With the country continuing to struggle with sluggish growth and deteriorating security, poverty is likely to have remained at high levels.
Poverty in Afghanistan rose to 39 percent of the population in 2013-14 from 36 percent in 2011-12, meaning an additional 1.3 million Afghans were unable to satisfy basic food and non-food needs. The Poverty Status Update report, which includes 2013-14 data as the latest available, also shows a dramatic deterioration in employment opportunities, especially in rural areas where unemployment increased by three times since 2012. In 2013-14, almost 2 million Afghans were unemployed; 60 percent of the unemployed were men and 74 percent of unemployed were in rural areas. Youth and illiterate workers were most hit. In 2013-14, one in three youth aged 14 to 24 were unemployed, and youth unemployment accounted for 46 percent of the total.
“This report shows a country where socio-economic progress is increasingly at risk and, although the latest data we have is from 2014, there is every reason to fear that poverty remains at high levels nowadays,” said Shubham Chaudhuri, World Bank Country Director for Afghanistan. “We need therefore to redouble our efforts to ensure that economic growth reaches more Afghans and more is done to stop Afghan families from falling into or becoming trapped in poverty because of conflict, natural disasters, and economic events beyond their control.”
This second edition of the report said the intensifying conflict was making the already precarious lives of many Afghans even more vulnerable to unexpected setbacks.

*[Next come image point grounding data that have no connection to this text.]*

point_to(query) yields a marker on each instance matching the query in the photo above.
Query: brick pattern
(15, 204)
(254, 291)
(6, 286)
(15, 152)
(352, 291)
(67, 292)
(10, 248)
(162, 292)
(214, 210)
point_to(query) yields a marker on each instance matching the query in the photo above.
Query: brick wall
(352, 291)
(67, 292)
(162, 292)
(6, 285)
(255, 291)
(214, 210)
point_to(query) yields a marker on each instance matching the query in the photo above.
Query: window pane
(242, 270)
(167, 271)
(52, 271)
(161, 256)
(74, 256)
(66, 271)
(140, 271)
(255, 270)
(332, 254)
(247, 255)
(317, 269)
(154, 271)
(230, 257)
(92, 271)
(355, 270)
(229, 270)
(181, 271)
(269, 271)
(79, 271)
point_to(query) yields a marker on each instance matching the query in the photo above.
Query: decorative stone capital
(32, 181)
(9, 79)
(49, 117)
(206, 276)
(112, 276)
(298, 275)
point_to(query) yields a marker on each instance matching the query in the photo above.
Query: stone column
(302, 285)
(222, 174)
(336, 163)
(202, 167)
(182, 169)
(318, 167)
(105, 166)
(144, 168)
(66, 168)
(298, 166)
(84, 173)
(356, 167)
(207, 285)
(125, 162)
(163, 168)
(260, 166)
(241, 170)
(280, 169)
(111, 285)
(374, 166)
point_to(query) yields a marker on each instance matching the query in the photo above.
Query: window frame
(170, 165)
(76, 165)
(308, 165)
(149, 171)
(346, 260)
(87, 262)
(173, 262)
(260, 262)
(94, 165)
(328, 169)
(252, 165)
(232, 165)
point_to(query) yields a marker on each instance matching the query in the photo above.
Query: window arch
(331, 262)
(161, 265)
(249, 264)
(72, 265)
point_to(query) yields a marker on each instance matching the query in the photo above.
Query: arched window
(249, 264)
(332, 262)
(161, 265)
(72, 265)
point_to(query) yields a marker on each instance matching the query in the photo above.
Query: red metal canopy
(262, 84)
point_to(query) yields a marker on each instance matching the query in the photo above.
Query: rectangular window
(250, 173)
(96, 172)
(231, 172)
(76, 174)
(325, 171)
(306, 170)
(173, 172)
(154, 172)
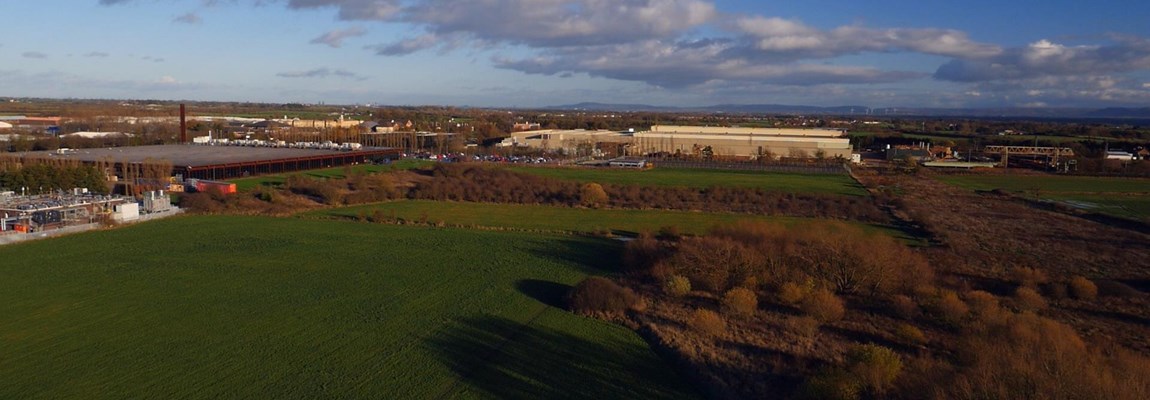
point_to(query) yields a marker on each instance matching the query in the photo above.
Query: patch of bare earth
(982, 237)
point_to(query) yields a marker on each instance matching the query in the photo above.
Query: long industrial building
(743, 141)
(221, 162)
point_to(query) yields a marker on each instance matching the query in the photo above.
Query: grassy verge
(255, 307)
(1119, 197)
(550, 218)
(791, 183)
(244, 184)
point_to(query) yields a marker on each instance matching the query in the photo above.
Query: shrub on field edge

The conflict was increasing the likelihood that poverty would be handed on from today’s Afghans to the next generation, as children miss school and more families flee homes.
The economic and security crisis has once again emphasized deep and widening inequalities between Afghans who have the means to cope with shocks and those who must give up vital assets to stay alive. It is drawing a stark distinction between Afghans in cities with better security, access to services, and economic opportunities and those in rural areas; and between Afghan men and women, who increasingly find it difficult to access to education and health services. Such poverty and inequality, if left unaddressed, could threaten progress attained over the past 15 years.